Since RESEP’s inception, the health care providers there have been able to screen between 250 and 400 people a year at the St. George clinic, according to Becky Barlow, who directs the program. RESEP, in particular, keeps an eye out for 20 different compensable cancers that are known to be associated with radiation, including ovarian, liver, gallbladder, esophageal, breast, pancreatic, thyroid cancer, among others.

But the effects of exposure to radiation are far reaching. According to Barlow, she has also seen a high prevalence of Hodgkins lymphoma, kidney, prostate, and endometrial cancers among downwinders. Haslem has also seen many cases of chronic lymphocytic leukemia (CLL), a cancer characterized by overproduction of white blood cells. But CLL is also common, he says, and might not be a radiation-associated cancer.

In 2013, Haslem and his colleagues realized they also needed a precision medicine clinic that focused not only on cancer, but also on other hereditary diseases. Meanwhile, there were so many downwinders living in the community that it seemed obvious to Haslem’s colleague, Lincoln Nadauld, that a precision medicine approach was needed to treat them (Figure 3).

Figure 3. Lincoln Nadauld of Intermountain Healthcare in St. George, UT. (Photo courtesy of Intermountain Healthcare.)
Figure 3. Lincoln Nadauld of Intermountain Healthcare in St. George, UT. (Photo courtesy of Intermountain Healthcare.)

At RESEP, Barlow and her colleagues can screen patients for cancer and refer them to the cancer center, where Nadauld, Haslem, and their colleagues can make a proper diagnosis and sequence their tumors. This precision medicine approach then informs treatment.

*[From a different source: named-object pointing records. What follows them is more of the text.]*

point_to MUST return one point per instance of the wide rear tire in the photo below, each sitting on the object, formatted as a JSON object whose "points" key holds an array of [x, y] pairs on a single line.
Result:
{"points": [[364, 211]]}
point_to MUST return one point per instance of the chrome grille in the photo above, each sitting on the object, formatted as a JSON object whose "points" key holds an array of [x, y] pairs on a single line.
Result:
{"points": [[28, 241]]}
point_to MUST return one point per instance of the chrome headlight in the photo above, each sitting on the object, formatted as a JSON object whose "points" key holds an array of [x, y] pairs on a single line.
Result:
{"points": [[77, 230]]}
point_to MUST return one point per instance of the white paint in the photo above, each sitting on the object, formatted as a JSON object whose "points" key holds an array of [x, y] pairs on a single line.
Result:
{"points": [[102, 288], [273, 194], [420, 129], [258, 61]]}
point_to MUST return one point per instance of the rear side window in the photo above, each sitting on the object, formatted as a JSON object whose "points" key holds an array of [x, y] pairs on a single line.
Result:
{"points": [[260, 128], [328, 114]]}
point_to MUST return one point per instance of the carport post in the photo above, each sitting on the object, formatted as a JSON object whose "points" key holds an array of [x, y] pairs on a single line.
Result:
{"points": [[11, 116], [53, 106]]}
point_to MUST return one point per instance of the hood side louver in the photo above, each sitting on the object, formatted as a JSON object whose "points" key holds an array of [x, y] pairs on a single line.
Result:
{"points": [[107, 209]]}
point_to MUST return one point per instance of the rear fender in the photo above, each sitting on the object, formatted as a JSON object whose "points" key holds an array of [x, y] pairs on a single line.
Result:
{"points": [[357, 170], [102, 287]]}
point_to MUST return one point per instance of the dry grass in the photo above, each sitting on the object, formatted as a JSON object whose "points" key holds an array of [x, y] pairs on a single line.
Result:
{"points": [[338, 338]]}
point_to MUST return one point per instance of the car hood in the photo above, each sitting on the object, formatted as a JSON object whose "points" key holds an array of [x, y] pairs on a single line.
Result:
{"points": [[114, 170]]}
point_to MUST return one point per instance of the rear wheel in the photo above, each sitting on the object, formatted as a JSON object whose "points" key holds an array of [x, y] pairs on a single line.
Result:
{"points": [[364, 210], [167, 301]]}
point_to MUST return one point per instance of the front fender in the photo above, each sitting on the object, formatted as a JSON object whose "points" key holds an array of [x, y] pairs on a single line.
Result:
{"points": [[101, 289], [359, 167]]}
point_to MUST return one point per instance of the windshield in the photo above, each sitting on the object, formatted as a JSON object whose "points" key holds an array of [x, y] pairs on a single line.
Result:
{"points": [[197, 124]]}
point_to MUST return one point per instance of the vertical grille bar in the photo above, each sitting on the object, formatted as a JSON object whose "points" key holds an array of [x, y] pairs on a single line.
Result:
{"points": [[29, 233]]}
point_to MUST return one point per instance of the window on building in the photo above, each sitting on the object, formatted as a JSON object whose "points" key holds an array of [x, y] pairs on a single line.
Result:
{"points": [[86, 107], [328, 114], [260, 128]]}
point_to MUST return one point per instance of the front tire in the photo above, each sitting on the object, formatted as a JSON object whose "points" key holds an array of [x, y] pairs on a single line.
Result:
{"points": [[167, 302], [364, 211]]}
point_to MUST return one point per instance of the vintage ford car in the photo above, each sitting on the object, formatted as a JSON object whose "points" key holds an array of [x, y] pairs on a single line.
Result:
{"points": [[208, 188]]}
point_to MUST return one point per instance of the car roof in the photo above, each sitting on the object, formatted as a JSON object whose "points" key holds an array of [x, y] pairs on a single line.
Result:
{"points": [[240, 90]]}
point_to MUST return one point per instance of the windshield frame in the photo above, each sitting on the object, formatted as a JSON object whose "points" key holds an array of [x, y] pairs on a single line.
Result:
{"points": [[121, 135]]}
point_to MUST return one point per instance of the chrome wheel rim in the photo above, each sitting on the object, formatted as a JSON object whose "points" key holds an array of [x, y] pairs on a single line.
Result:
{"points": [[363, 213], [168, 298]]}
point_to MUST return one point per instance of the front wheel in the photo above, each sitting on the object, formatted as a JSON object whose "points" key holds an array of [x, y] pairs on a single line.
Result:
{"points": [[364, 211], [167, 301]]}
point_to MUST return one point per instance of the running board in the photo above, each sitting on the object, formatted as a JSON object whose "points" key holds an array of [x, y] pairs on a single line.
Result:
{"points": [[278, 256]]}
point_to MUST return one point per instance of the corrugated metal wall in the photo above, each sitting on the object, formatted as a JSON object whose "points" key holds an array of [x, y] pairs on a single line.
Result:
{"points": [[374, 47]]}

Nadauld recalls one downwinder who went through the precision medicine clinic. This man was diagnosed with colon cancer and had failed all standard therapies. When clinicians sequenced his tumor, they found that he had too many copies of human epidermal growth factor receptor 2 (HER2), a gene that is more commonly involved in breast cancer. By using precision medicine, they were able to treat the patient with a HER2 drug—something they wouldn’t have been able to surmise without genome sequencing—and allowed the patient to live for another two years before he succumbed to his tumor.

Population study

In June 2019, Intermountain Healthcare and Iceland-based deCODE genetics announced a new study that will use precision medicine to discover new connections between genes and human disease, called the HerediGene: Population Study. Over the next five years, this project aims to use data from 500,000 patients. As part of this project, Intermountain’s precision medicine team hopes to sequence downwinder populations to understand the link between exposure to radiation, genes, and health outcomes.

“There are enough [downwinders] so we can get some insights,” says Nadauld, Intermountain’s chief of precision health. He is working with those who are still living and their offspring. The intent behind using precision medicine in this population is to help identify genes and mutations that are induced by exposure to radiation. These genes can serve as signposts for physicians to identify early forms of cancer and prevent them from progressing.

Beyond cancers, the downwinders of southern Utah live in a state of uncertainty. For them, the uncertainty doesn’t come from whether or not the fallout from the Nevada Tests caused the host of health issues they see now. But rather, they wonder what might happen if their genes that have been altered by radiation get passed down from one generation to another. And, how can they predict what happens to their own health as they get older and become more susceptible to disease?

The heredigene project could offer some answers. Over the next five years, the researchers involved hope to identify new gene-disease relationships by leveraging the Downwinders populations that they serve in southern Utah and nearby. “Part of the questions we’re exploring include, do people acquire mutations that are unique from radioactive fallout?” asks Nadauld. “And are those mutations passed onto the offspring? Does that put the next generation at risk?”

Reference

  1. S. L. Simon, A. Bouville, and C. E. Land, “Fallout from nuclear weapons tests and cancer risks. Exposures 50 years ago still have implications for today that will continue into the future,” Amer. Sci., vol. 94, no. 1, pp. 48–57, Jan.–Feb. 2006.